Curio Cards is an early art project on the Ethereum blockchain, which became popular after renewed interests in non-fungible tokens (NFTs) in 2021. The project was created in 2017 to introduce digital art collecting to Ethereum, generate awareness of crypto and support artists through it. The full set of Curio Cards consists of 30 cards, with artwork by seven different artists, as well as the misprint card "17b". After being identified as the first art NFTs on Ethereum, a complete collection of Curio Cards was sold for ETH393 ($1,267,320) at the Christie's Post-War to Present auction in October 2021.

== Background ==
Curio Cards was developed by Travis Uhrig, Thomas Hunt, and Rhett Creighton, and launched on May 9, 2017. At launch, they sold for $0.50–$1 each, which was paid to the artists. Curio Cards feature multiple sets of 30 unique digital images by seven different artists.

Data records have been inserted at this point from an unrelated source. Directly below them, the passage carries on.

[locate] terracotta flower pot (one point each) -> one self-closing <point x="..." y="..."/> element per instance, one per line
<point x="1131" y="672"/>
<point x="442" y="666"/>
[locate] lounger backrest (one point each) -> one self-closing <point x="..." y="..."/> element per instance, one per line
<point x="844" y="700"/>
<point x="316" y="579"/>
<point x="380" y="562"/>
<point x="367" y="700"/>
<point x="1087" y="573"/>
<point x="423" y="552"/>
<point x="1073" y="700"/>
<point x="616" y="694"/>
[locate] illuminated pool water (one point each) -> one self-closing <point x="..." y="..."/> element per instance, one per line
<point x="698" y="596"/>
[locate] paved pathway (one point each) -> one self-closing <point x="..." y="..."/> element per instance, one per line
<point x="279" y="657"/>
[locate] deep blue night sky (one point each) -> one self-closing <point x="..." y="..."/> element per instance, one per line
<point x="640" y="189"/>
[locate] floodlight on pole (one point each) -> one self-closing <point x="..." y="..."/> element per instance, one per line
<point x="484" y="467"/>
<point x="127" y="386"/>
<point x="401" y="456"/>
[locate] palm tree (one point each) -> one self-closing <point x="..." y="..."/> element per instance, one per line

Curio Cards are colloquially considered to be the first collection of NFT artworks on the Ethereum blockchain. On October 1, 2021, a complete collection of Curio Cards, including the digital misprint "17b", was sold by an anonymous seller for $1.2 million at Christie's Post-War to Present auction held in New York. This was the first Christie's auction where bidding was conducted solely using Ethereum cryptocurrency.